To the editor:
Your Aug. 14 editorial on auto insurance costs was interesting, but it was somewhat strange that you would address this subject matter at this time. I'm not sure you were entirely fair with your figures and I would like to present some additional information for the record.The Manitoba, Canada, program operated with a 19.6 percent overhead, which means that 77.8 percent of the premium dollar was returned to the users. In the United States, the overhead and taxes vary from 30 percent to 40 percent of overhead.
A Deseret News article of Aug. 22 carried a headline "Workers Fund sets dividend of $4 million," which is based on an $8.1 million net income. This is a government-funded program that consistently has operated in the black.
The real issue may not be whether the program is publicly or privately funded but how to better serve the public. There exists a group of people who will not buy insurance regardless of the penalties.

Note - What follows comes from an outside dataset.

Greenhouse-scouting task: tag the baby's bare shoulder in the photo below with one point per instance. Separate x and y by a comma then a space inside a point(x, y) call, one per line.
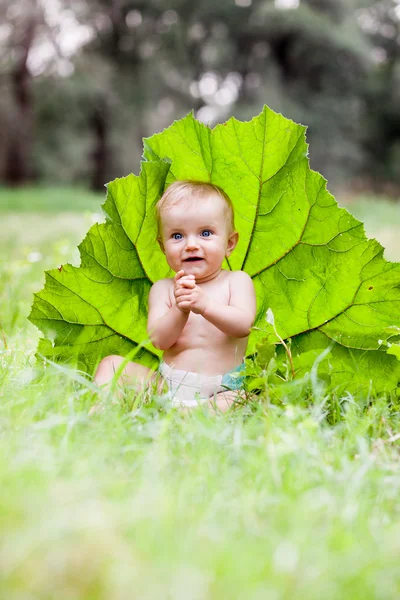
point(163, 284)
point(239, 277)
point(161, 289)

This group is estimated at a low of 20 percent for Utah to a high of 50 percent in a Denver study. In Utah, the other 80 percent are left to pay the penalties for uninsured motorists. Neither private industry nor government legislation has been able to solve this problem.
An alternate method to ensure 100 percent compliance would provide a mechanism to collect the premium at time of automobile registration and/or a surcharge on driver's license fee and/or a surcharge at the gas pump.